Entries in costs (1)

Tuesday
Jun232009

Outcomes

If you are at all interested in the health care debate, read the New Yorker article by Atul Gawande on health care costs. He examines McAllen, Texas, a community that has Medicare costs per person that average $15,000. This is twice the national average and three times some of the lowest cost areas. His core finding is that these costs don’t relate to the relative health of the community or quality of care, or even bad administration, fraud, or waste. It is all about how doctors are reimbursed and the culture of medical practice in that area.

In our system doctors generally are reimbursed by procedure. Do an MRI and the cash register rings. Blood test, ka-ching. Colonoscopy, ka-ching. Sit down with a patient for extra time and discuss their medical history in depth, no ka-ching. Get advice from a colleague without referring the patient for a procedure, no ka-ching.

Gawande found that the hospitals with the lowest cost per patient were ones that set up cooperative structures for the payment of their doctors, encouraging communication and mutual assistance and discouraging excessive procedures. Patient health outcomes were just as good or better than high spending institutions.

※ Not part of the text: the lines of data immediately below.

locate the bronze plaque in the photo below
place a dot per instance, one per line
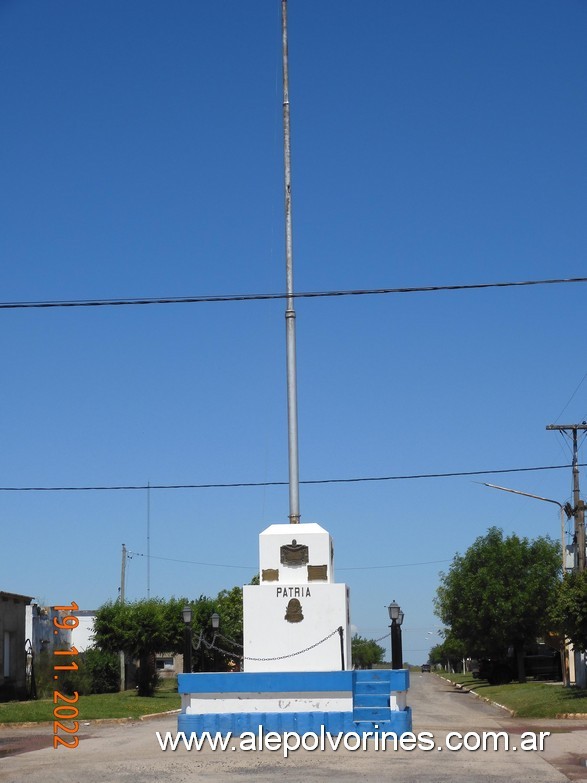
(294, 554)
(317, 573)
(293, 613)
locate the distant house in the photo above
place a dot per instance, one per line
(45, 636)
(13, 657)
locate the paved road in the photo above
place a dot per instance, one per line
(116, 753)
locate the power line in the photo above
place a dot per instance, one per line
(132, 554)
(263, 297)
(354, 480)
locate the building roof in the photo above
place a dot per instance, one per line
(15, 597)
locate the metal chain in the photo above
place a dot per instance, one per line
(278, 657)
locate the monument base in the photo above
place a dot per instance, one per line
(360, 701)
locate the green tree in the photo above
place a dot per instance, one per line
(366, 652)
(499, 594)
(448, 654)
(570, 608)
(141, 629)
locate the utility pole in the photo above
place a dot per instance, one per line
(578, 504)
(579, 537)
(123, 574)
(122, 589)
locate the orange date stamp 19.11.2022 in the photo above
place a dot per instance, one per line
(64, 712)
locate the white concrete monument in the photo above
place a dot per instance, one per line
(297, 619)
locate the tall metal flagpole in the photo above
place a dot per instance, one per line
(290, 315)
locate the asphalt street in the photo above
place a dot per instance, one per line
(124, 752)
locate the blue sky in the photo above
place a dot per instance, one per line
(433, 143)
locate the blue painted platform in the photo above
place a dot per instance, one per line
(368, 693)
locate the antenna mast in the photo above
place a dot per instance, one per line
(290, 315)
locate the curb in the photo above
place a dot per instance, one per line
(459, 686)
(91, 721)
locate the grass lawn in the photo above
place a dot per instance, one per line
(533, 699)
(103, 705)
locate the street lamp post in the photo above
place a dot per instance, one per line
(187, 639)
(397, 617)
(215, 621)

Well, here’s a thought: reimburse doctors according to patient outcomes. That’s what we actually want, right? Not a number of tests, but an actual improvement in the functionality of our bodies.

Modern medicine is a numbers game, after all. When we enter the medical system we get interviewed, tested, and our condition quantified. Depending on the affliction, medical personnel might establish dissolved oxygen in our blood, range of motion in a limb, our heart rate response to exercise, or the concentration of any number of chemicals in any number of tissues. This is then compared to what is considered normal for someone of the patient’s age, gender, and general condition. There are also more subjective tests of comfort and range of abilities.

When reimbursing a doctor we should consider the condition of the patient at intake and compare that to the condition of the patient over a time period relevant to the common recovery period for the particular injury or disease. Add a difficulty factor, as in Olympic diving. During a transitional period we should slowly reduce reimbursements for procedures and increase an outcome bonus. We should distribute that bonus among a group of doctors that work with the same hospital or in a limited geographic area. That would encourage doctors to collaborate and also to police their underperforming colleagues.

The exact formula for this kind of reimbursement is beyond the scope of this essay and, frankly, beyond the knowledge base of your Minor Heretic. But doesn’t it make sense to reward our health providers for making us healthy, rather than making us endure yet another procedure?